Biden had long favored freezing all federal spending, including Social Security, to rein in the deficit.

The commission’s plan, which Biden advocated for, proposed to cut Social Security benefits for those in the top half of the income tax bracket, while raising the retirement age to 69. The plan also would have reduced the cost of living adjustments that are made to benefits as inflation rises.

The commission’s proposal was never introduced in Congress, but “its ideas for reducing the deficit quickly took hold among Obama administration officials, specifically Biden,” Alic noted.

Biden in early 2011 held talks with top congressional leaders, including then-House Majority Leader Eric Cantor, on how to how to achieve a “grand bargain” on the deficit. The talks were detailed in Bob Woodward’s book “The Price of Politics” and indicated that Biden was intent on a deal, even if it meant putting Social Security and Medicare on the table.

By the summer of 2011, Biden had roped more members of Congress into the talks, with the group now expanded to six Democrats and six Republicans. As Woodward noted, Biden was close to hammering out a deal that would have cut federal spending by $2 trillion, including programs like Social Security, Medicare, and Food Stamps. When Republicans fretted over proposed tax increases, especially allowing the Bush tax cuts to expire, Biden suggested a compromise by raising the retirement age for Social Security and also creating a mechanism to means-test the program.

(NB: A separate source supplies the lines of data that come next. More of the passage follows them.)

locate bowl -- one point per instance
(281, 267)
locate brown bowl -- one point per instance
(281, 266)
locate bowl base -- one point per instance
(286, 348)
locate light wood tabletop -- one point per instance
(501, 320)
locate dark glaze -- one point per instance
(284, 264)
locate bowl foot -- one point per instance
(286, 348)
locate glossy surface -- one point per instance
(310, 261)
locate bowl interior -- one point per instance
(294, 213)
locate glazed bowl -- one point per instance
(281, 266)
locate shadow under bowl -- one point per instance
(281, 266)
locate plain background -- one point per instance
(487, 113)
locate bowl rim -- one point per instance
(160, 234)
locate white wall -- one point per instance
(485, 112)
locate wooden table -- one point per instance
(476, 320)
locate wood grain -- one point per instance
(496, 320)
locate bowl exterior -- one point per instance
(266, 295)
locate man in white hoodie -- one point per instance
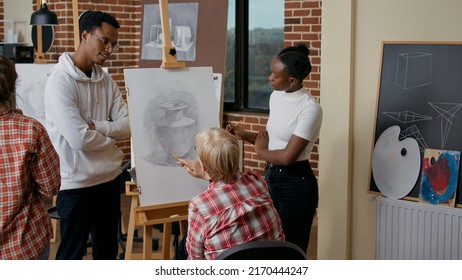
(84, 115)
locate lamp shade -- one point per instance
(43, 16)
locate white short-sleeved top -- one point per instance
(295, 113)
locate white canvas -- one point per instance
(30, 89)
(167, 108)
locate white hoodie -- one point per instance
(87, 157)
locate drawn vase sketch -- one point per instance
(175, 131)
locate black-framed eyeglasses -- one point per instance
(113, 46)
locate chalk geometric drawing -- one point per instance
(447, 113)
(414, 132)
(407, 116)
(413, 70)
(440, 173)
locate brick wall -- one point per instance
(302, 25)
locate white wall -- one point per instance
(352, 32)
(20, 10)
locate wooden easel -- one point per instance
(166, 214)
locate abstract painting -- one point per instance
(167, 108)
(440, 172)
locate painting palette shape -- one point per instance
(440, 173)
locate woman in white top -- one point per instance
(293, 128)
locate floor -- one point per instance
(137, 246)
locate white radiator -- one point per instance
(415, 231)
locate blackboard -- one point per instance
(420, 90)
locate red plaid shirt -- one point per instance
(226, 215)
(29, 171)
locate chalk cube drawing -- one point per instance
(413, 69)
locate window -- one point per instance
(255, 36)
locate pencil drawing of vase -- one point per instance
(175, 131)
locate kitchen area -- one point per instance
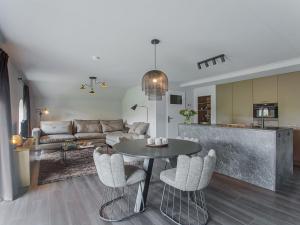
(255, 127)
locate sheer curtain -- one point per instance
(26, 105)
(6, 153)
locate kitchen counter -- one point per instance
(263, 157)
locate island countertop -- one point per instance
(239, 126)
(263, 157)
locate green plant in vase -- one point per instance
(188, 115)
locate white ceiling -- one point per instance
(53, 42)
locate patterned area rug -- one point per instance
(78, 163)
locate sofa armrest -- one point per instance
(142, 136)
(36, 133)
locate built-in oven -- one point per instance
(266, 110)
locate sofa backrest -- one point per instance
(112, 125)
(56, 127)
(87, 126)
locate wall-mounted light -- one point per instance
(212, 59)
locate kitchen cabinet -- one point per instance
(289, 99)
(224, 103)
(265, 90)
(242, 102)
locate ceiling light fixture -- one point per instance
(93, 82)
(95, 57)
(155, 82)
(212, 59)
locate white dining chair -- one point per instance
(188, 180)
(120, 181)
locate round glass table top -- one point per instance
(138, 148)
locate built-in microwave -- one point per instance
(267, 110)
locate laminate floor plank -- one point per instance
(76, 201)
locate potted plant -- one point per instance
(188, 115)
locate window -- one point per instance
(21, 114)
(176, 99)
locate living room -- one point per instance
(189, 115)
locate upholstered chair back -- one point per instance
(110, 169)
(194, 173)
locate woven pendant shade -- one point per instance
(155, 82)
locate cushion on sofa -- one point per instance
(56, 127)
(55, 138)
(87, 126)
(112, 125)
(82, 136)
(138, 128)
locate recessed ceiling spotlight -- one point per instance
(95, 57)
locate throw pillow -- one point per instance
(141, 128)
(87, 126)
(133, 127)
(112, 125)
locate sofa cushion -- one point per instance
(87, 126)
(56, 138)
(82, 136)
(112, 125)
(56, 127)
(138, 128)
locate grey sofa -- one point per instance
(52, 134)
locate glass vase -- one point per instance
(188, 120)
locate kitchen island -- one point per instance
(262, 157)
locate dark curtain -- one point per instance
(6, 153)
(25, 126)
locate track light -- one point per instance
(213, 59)
(223, 58)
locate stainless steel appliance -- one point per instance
(266, 110)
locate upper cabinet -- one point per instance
(289, 99)
(265, 90)
(224, 103)
(242, 102)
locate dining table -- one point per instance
(139, 148)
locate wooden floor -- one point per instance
(76, 202)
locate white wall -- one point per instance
(16, 94)
(204, 91)
(157, 109)
(134, 96)
(68, 108)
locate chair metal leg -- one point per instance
(113, 204)
(191, 202)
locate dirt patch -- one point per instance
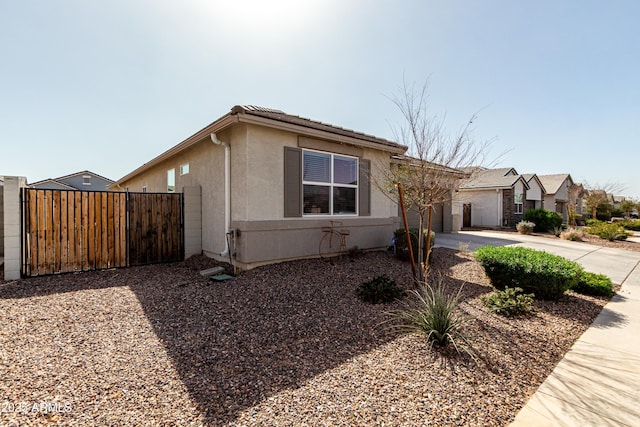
(285, 344)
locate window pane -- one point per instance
(345, 170)
(316, 167)
(344, 200)
(316, 199)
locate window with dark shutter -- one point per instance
(292, 182)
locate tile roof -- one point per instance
(553, 182)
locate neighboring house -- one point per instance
(535, 194)
(85, 180)
(270, 182)
(557, 194)
(492, 198)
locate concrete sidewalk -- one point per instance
(597, 383)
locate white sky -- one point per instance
(108, 85)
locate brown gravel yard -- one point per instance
(281, 345)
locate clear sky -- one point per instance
(108, 85)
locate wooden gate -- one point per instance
(70, 230)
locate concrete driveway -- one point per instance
(597, 383)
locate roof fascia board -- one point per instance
(316, 133)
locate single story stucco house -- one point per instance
(271, 181)
(492, 198)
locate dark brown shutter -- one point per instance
(364, 186)
(292, 182)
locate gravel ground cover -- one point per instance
(282, 345)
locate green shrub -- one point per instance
(435, 315)
(543, 219)
(402, 250)
(557, 231)
(545, 275)
(510, 302)
(380, 289)
(607, 231)
(525, 227)
(594, 284)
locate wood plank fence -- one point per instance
(70, 230)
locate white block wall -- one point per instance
(12, 231)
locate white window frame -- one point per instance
(518, 199)
(332, 184)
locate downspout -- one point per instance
(227, 190)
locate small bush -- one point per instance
(525, 227)
(510, 302)
(545, 275)
(402, 250)
(573, 234)
(607, 231)
(380, 289)
(594, 284)
(543, 219)
(435, 315)
(557, 231)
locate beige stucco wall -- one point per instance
(1, 220)
(486, 207)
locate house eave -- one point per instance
(320, 134)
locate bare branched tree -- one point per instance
(628, 206)
(430, 171)
(576, 192)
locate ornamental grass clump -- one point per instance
(380, 289)
(545, 275)
(525, 227)
(573, 234)
(435, 314)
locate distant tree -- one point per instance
(596, 197)
(430, 172)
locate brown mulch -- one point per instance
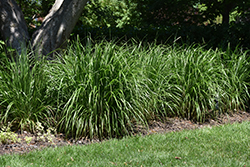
(170, 125)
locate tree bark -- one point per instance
(51, 35)
(57, 25)
(227, 8)
(13, 27)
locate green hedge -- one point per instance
(212, 36)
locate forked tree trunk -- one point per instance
(13, 27)
(51, 35)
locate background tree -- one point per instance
(53, 32)
(215, 8)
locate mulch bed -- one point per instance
(170, 125)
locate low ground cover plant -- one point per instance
(105, 89)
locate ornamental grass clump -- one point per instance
(98, 91)
(23, 91)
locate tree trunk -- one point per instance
(227, 8)
(13, 27)
(57, 25)
(51, 35)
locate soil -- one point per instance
(170, 125)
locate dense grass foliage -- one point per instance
(103, 90)
(226, 145)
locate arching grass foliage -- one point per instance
(105, 89)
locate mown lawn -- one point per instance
(226, 145)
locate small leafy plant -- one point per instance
(6, 136)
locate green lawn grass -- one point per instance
(226, 145)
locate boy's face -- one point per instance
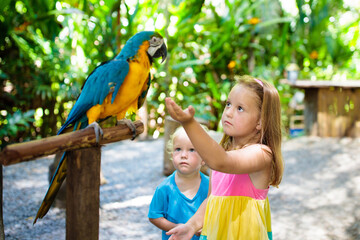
(185, 158)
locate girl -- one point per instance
(248, 161)
(179, 196)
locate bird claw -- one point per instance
(98, 131)
(130, 125)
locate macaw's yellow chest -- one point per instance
(126, 99)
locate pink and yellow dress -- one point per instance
(236, 209)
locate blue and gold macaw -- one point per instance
(113, 88)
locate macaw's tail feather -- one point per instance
(54, 187)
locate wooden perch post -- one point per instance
(84, 138)
(83, 172)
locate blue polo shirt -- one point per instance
(170, 203)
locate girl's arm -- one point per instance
(162, 223)
(251, 159)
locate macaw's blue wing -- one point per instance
(105, 79)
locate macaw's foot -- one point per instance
(98, 131)
(130, 125)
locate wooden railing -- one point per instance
(82, 187)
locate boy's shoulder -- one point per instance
(204, 178)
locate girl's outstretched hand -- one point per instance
(181, 232)
(177, 113)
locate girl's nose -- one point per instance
(184, 154)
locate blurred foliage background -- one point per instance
(47, 49)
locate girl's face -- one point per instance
(241, 116)
(185, 158)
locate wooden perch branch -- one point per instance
(84, 138)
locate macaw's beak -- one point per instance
(161, 52)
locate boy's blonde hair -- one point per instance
(268, 102)
(170, 143)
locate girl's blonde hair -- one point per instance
(268, 102)
(177, 132)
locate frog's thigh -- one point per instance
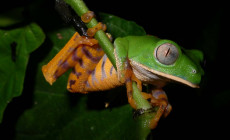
(159, 99)
(86, 63)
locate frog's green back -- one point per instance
(142, 50)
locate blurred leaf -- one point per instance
(15, 47)
(57, 114)
(11, 17)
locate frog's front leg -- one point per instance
(158, 98)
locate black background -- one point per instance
(197, 113)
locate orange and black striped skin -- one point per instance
(91, 69)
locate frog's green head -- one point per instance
(166, 59)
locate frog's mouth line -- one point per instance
(171, 77)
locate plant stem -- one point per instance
(143, 120)
(80, 8)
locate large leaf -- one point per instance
(57, 114)
(15, 47)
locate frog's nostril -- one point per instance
(193, 71)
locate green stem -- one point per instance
(80, 8)
(143, 120)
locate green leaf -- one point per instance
(15, 47)
(11, 17)
(57, 114)
(119, 27)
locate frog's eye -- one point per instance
(167, 53)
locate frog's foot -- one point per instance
(92, 31)
(159, 98)
(87, 17)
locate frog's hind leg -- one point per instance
(63, 60)
(87, 58)
(159, 98)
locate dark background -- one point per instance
(197, 113)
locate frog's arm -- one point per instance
(121, 53)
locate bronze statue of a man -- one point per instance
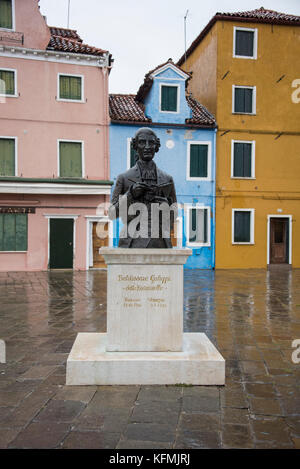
(144, 198)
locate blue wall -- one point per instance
(172, 158)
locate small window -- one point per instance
(242, 159)
(7, 83)
(70, 159)
(7, 157)
(245, 43)
(243, 226)
(244, 100)
(70, 88)
(198, 226)
(169, 98)
(13, 232)
(6, 14)
(133, 157)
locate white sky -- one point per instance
(141, 34)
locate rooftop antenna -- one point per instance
(69, 13)
(185, 38)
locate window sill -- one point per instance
(71, 101)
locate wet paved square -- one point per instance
(251, 316)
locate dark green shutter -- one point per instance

As part of the compromise, Biden also pitched Republicans on a relatively obscure change to the cost of living formula in hopes of sealing a deal. Biden, in particular, sought to amend the formula that determined the cost of living adjustments for programs like Social Security.

Biden suggested that such programs in the future be tied to the United States Chained Consumer Price Index (Chained CPI) rather than the current United States Consumer Price Index.

Chained CPI is predicated on the notion that when the cost of living increases due to changes in the prices of goods, consumers will adjust their purchasing patterns to make up for the rise. The theory suggests that even though cost of living might increase on paper, the impact is negligible on consumers.

Alic wrote: “Had Biden succeeded in tying Social Security and other entitlements to Chained CPI, it would have cut the expected growth in program benefits that recipients had become accustomed to over time. Attaching Social Security to Chained CPI has long been opposed by progressives and advocacy groups like the AARP on the grounds that seniors are more impacted by inflation since a significant portion of their incomes go to medical costs, which are always rising at rates higher than the rest of the economy.”

Even though Biden attempted to make Chained CPI central to the deficit negotiations, the talks ultimately fell apart when congressional Republicans were unable to sell any proposed revenue increases to their members.